The center-right Frankfurter Allgemeine Zeitung writes:

"The crisis has relentlessly exposed the weaknesses of Europe's monetary union. Small countries on the edge of the EU have lived beyond their means and failed to get their welfare systems and national budgets in order in time. Under the cover of a unified currency, they continued with their same bad habits. So it's natural that investors are now demanding higher risk premiums from these weakened countries when they borrow money by issuing bonds. These countries may soon be faced with the choice of either forfeiting their deficit policies or giving up the euro. The apparently comfortable option of falling back on Germany won't bring about a rescue -- it would instead result in rapid inflation for everyone. And if Germany, as Europe's most reliable bond issuer, loses the trust of its investers, the euro will collapse, too. That's why the promised community of stability cannot become a union of unlimited liabilities."

The Financial Times Deutschland writes:

"A signal from Steinbrück that Germany has the political will to step in and help its European neighbors if needed is a step in the right direction. Right now, we haven't come to a point yet where we need to worry about the currency union collapsing or even that Greece or Ireland will go bankrupt. But their refinancing problems have become so bad in recent weeks that market participants have begun to speculate about the possibility. When a comparably liquid neighbor like Germany ensures that it will not allow euro zone countries to fail, that can do a lot to help quiet speculation."

"Clearer announcements on how Berlin or Brussels could help weaker euro zone members would be even more effective. After all, it is clear even to the markets that Steinbrück can't simply tell German taxpayers that they must pay off Ireland's debts, even if it were allowed under Maastricht. ... Steinbrück would do well to clearly communicate concrete instruments that can be used instead of casually making commitments that are enormously broad and would hardly be possible to maintain in an emergency."

"Such instruments exist. For example, the EU could use the European Investment Bank to set up an emergency fund that could provide liquidity to member states unable to make their payments. Countries like Germany could also purchase bonds from these countries and provide them with loans before they face the threat of collapse. Solidarity is honorable. But it only becomes sustainable and credible if it is backed by realistic plans."

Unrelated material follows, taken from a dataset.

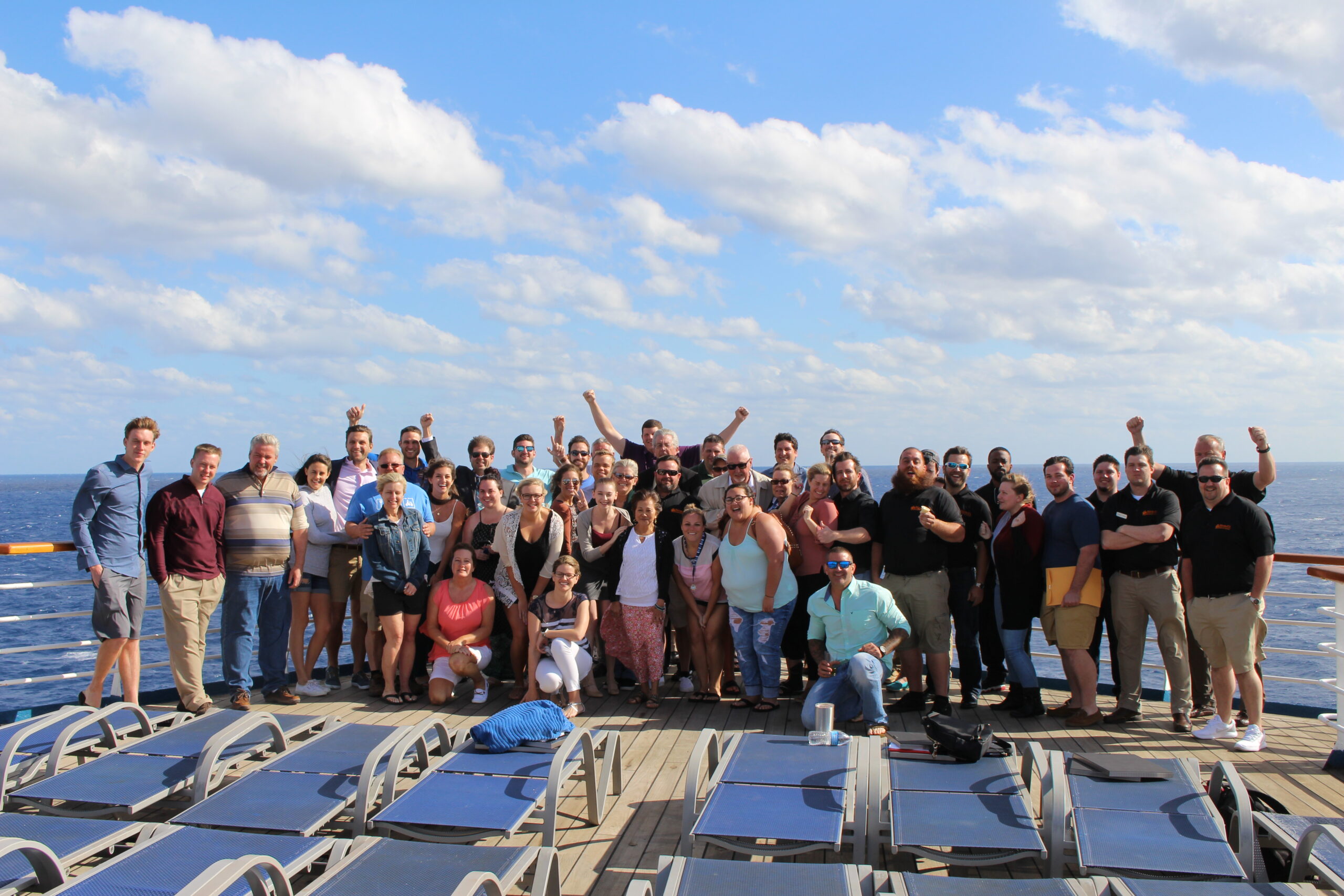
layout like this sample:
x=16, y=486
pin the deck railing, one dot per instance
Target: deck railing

The financial daily Handelsblatt writes:

"Steinbrück cannot risk the collapse of Europe's monetary union because the consequences for Germany's economy would be dramatic. Unfortunately, Steinbrück is first going to become aware of the fact that he is damned to solidarity with the weaker euro countries as a result of this crisis. The currency union is unprepared for it. The euro zone members failed to take advantage of the first 10 years of the currency to create aid mechanisms that could be used in an emergency. Germany is the country most responsible for this failure. Berlin simply avoided the issue because it wanted to protect Germany's coffers from weaker euro zone countries. But there are entirely intelligent ways of providing aid to to these nations without placing too much of a burden on taxpayers, including the Eurobonds that Steinbrück has snubbed his nose at."

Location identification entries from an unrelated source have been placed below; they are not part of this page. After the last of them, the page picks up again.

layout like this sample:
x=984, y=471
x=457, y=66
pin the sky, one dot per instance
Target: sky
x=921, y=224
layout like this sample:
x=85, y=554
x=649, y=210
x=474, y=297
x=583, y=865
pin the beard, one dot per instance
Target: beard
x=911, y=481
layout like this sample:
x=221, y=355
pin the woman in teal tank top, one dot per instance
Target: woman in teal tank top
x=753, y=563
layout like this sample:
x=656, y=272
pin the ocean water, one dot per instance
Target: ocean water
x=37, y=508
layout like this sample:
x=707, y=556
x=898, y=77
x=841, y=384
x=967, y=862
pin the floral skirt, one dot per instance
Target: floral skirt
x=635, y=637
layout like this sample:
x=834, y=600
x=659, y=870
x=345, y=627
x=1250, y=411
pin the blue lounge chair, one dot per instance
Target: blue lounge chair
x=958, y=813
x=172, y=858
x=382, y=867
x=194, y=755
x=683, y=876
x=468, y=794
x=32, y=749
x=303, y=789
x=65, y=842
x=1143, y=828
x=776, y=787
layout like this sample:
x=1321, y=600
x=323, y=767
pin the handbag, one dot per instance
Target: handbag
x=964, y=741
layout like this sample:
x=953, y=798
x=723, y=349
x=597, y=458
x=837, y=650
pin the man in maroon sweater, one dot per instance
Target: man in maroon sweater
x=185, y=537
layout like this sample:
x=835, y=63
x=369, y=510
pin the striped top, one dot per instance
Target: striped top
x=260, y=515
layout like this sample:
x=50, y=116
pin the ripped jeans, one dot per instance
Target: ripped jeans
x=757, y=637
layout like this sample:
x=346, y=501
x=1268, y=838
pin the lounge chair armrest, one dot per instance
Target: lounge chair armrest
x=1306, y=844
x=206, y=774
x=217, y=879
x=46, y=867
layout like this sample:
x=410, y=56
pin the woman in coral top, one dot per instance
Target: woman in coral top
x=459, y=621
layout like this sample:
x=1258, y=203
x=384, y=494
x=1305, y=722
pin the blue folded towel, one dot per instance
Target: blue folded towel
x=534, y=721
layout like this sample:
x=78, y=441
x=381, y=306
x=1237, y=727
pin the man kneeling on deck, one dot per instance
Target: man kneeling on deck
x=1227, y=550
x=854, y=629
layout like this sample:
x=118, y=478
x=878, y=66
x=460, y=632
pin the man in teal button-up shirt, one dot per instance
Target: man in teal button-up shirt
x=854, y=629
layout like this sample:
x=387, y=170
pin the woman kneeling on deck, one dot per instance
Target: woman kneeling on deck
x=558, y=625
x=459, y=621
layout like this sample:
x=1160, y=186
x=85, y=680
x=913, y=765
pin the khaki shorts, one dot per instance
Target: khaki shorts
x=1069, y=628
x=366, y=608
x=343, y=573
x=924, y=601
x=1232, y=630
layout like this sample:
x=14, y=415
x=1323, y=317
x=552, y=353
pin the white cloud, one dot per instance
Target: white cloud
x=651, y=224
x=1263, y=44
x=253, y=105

"For its part, the European Commission has only one available option: Article 119 of the EU Treaty allows that the Brussels administration to take loans on capital markets on behalf of member states that are having trouble making payments. This aid, however, is limited to €25 billion. Ten billion euros of that amount has already been given to Hungary and Latvia."

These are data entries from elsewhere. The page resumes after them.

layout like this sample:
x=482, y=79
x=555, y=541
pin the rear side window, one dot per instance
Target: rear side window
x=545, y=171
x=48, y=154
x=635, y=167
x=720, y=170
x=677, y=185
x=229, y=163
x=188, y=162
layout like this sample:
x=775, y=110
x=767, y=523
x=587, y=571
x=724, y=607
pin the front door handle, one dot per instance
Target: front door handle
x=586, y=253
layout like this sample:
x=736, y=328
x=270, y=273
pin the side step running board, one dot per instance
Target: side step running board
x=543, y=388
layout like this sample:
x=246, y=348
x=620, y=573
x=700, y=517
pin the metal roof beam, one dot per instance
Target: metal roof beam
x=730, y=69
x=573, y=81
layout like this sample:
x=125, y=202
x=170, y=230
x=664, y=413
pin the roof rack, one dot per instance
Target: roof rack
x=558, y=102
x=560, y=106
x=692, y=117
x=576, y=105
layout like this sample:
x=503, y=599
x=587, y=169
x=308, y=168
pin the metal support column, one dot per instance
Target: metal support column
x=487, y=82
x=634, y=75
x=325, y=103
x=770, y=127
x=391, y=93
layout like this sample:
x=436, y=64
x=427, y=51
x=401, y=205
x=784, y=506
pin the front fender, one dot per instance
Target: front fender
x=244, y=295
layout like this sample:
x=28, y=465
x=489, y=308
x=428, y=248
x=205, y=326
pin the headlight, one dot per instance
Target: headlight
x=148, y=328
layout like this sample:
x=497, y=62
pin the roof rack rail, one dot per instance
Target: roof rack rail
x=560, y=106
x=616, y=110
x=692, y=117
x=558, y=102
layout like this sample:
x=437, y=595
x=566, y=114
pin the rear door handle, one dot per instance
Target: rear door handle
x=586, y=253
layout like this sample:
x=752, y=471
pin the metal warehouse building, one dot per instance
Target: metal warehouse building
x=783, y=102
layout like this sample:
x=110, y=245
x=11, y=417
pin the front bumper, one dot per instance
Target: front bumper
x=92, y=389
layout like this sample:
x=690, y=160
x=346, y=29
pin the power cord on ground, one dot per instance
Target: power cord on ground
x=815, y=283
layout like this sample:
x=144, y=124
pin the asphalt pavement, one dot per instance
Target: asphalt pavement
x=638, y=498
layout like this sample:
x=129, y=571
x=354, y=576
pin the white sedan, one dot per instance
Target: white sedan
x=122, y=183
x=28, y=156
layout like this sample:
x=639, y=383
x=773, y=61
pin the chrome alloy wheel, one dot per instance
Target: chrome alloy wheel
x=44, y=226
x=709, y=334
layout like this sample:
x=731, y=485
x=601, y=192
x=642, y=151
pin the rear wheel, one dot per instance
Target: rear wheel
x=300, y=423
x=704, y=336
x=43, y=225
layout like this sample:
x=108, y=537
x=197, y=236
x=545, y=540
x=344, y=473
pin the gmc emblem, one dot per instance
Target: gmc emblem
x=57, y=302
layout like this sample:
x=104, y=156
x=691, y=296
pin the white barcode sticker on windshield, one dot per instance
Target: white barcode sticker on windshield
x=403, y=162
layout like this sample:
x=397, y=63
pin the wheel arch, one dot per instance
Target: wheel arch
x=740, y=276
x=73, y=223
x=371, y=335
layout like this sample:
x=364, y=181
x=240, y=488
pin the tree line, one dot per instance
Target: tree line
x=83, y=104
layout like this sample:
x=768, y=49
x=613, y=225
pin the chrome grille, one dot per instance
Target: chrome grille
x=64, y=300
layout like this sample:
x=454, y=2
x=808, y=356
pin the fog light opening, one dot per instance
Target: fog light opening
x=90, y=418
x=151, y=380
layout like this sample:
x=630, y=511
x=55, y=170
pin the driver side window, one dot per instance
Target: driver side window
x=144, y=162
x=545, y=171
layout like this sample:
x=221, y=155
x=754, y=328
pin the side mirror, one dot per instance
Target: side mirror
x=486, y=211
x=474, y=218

"The Central European Bank (ECB) could also provide short-term aid. It would be theoretically possible for the ECB to buy up government bonds in order to help troubled countries. But the ECB is understandably hesitant. This solution would force it to start printing money, which would result in incalculable intermediate consequences for the value of the euro. Besides, the ECB's independence would abe called into question if were to encourage the creation of additional state deficits."